Rich Eldridge suffered a spinal cord injury in a car accident ten years ago. Limited mobility in his arms and hands makes using a computer mouse difficult. But vocal joystick software being developed at the university of Washington is making hands-free mouse movement a reality.
"So what I am doing is making vowel sounds to direct the mouse pointer on the screen," Eldridge said. "So when I go 'ahhhh,' the pointer will go to the right, when I say 'ohhhh,' it will move down. If I wanted to click on something I just go 'kkk,' as in click."
"The vocal joystick is to a mouse what speech recognition is to a keyboard," Jeff Bilmes, Ph.D., Associate Professor of Electrical Engineering at the University of Washington told Ivanhoe.
Dr. Bilmes, with the help of some of his electrical engineering students, has paired a regular personal computer and an inexpensive computer microphone with software to create fluid computer movements -- using only the voice.
"About a 100 times per second, so every 10 milliseconds, the computer listens to what your voice is doing, Dr. Bilmes said.

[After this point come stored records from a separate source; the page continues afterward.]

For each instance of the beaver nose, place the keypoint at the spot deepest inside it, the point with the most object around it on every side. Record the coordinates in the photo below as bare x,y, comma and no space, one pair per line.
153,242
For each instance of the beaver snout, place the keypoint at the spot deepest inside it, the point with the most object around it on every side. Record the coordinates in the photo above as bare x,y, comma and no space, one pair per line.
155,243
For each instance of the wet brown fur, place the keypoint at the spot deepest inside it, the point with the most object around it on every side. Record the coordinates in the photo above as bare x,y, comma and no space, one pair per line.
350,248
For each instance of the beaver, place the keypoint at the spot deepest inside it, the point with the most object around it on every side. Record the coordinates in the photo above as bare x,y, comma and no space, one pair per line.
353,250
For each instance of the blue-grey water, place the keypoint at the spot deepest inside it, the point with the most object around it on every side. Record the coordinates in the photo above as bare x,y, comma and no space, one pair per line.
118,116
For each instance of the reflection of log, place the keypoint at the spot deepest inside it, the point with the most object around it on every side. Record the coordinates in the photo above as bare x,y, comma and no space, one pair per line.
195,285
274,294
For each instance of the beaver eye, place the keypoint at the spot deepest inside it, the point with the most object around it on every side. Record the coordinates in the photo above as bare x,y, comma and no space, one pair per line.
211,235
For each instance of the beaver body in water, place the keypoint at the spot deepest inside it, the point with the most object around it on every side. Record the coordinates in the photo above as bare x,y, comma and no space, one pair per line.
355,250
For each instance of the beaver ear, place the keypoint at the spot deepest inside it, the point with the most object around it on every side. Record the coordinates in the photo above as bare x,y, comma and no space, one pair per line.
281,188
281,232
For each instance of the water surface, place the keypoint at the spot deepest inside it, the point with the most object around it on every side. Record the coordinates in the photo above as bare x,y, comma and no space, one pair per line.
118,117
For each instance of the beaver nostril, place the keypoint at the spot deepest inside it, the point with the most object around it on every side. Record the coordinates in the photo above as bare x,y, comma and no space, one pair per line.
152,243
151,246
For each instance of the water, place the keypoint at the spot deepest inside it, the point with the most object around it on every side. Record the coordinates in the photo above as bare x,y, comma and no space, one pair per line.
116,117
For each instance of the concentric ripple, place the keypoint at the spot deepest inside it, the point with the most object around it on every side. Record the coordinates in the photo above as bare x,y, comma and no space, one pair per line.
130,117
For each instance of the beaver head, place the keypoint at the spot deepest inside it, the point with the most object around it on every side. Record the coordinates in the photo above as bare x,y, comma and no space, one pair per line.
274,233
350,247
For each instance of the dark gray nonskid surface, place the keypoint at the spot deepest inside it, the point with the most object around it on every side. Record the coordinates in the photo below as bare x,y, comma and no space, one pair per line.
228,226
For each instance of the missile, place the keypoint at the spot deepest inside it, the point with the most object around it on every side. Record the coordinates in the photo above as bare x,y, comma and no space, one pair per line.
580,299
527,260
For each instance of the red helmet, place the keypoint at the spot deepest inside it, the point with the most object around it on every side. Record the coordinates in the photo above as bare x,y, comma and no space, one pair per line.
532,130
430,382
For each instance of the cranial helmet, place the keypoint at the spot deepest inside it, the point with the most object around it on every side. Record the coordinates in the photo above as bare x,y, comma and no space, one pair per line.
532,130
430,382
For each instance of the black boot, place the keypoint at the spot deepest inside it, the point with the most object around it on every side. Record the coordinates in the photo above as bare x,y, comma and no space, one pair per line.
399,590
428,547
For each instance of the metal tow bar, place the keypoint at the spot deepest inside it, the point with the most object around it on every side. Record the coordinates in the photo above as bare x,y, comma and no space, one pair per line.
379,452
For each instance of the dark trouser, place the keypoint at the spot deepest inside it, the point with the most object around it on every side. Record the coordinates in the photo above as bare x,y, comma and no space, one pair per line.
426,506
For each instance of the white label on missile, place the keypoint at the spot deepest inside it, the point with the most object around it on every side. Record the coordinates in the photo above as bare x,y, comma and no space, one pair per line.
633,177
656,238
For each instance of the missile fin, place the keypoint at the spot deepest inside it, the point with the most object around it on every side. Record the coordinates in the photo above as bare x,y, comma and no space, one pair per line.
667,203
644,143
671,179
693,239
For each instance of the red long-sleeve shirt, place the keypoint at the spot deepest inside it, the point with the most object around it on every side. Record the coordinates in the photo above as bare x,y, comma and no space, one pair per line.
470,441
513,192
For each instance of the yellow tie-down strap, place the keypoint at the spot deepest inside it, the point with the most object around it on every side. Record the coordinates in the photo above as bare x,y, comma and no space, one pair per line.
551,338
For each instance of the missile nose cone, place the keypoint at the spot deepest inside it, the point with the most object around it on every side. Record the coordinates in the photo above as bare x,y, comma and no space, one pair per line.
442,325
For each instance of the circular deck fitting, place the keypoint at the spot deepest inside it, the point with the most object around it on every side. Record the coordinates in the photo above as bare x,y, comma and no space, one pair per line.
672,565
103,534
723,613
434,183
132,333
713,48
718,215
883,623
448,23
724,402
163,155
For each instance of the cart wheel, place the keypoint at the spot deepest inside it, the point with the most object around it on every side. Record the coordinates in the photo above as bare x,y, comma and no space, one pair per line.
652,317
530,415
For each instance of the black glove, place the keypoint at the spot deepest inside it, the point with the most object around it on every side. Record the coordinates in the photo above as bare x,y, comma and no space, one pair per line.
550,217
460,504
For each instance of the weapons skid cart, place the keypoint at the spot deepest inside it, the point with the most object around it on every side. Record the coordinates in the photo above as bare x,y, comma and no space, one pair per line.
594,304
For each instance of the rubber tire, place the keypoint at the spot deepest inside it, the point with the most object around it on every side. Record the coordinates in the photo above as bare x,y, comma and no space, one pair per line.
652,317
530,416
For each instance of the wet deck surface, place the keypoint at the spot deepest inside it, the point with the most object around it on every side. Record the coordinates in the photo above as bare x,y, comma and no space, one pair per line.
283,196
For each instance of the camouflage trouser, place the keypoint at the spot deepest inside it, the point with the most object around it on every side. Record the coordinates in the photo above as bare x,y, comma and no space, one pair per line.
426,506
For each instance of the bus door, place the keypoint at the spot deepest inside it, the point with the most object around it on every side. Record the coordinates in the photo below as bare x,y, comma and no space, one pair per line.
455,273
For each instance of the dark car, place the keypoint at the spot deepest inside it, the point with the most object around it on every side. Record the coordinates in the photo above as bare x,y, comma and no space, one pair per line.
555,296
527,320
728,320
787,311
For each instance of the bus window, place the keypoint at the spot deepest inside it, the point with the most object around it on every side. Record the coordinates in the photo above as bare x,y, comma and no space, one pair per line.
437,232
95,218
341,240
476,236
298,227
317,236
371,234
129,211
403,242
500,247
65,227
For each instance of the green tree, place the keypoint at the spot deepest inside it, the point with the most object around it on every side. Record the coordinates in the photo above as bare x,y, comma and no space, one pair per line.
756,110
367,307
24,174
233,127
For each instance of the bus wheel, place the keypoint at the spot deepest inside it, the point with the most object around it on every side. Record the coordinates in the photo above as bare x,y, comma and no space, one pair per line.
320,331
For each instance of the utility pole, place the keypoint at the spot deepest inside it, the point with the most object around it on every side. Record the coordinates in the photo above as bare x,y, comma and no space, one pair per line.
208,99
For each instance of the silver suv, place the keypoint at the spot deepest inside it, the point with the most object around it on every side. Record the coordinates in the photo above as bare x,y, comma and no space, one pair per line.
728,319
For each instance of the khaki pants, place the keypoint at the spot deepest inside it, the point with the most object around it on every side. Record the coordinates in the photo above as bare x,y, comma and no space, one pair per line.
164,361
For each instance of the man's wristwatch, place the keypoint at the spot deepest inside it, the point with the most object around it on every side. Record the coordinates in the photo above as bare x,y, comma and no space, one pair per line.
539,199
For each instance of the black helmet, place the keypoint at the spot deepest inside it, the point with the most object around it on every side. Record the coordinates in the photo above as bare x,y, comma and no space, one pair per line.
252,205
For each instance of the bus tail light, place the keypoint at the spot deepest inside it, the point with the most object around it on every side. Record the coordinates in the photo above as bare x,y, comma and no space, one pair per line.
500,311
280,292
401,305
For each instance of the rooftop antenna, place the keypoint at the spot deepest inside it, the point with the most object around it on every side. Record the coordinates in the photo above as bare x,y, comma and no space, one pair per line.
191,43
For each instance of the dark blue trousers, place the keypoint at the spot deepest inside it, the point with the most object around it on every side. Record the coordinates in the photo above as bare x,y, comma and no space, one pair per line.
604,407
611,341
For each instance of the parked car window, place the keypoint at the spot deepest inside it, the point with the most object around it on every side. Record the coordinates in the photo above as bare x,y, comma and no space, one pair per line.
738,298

They are also experimenting using the software to control a small robotic arm.
As for the symphony of sounds it takes to run the software ý "I don't really think about the sounds, I am more focused on what I am looking at and where I want to go," said Eldridge.
Thanks to this human-computer interaction, Eldridge can now rely on his voice to get him where his hands can't take him anymore.
Other voice control technologies: People who use a new kind of wheelchair can now move it using their tongue rather than their hands. Mechanical engineers and computer scientists worked together to develop the wheelchair controls. Moving the tongue changes the air pressure in the users' ears. In the new wheelchair design, a microphone near the ears picks up the change in air pressure and issues commands to a computer chip, which moves the chair in a specified direction.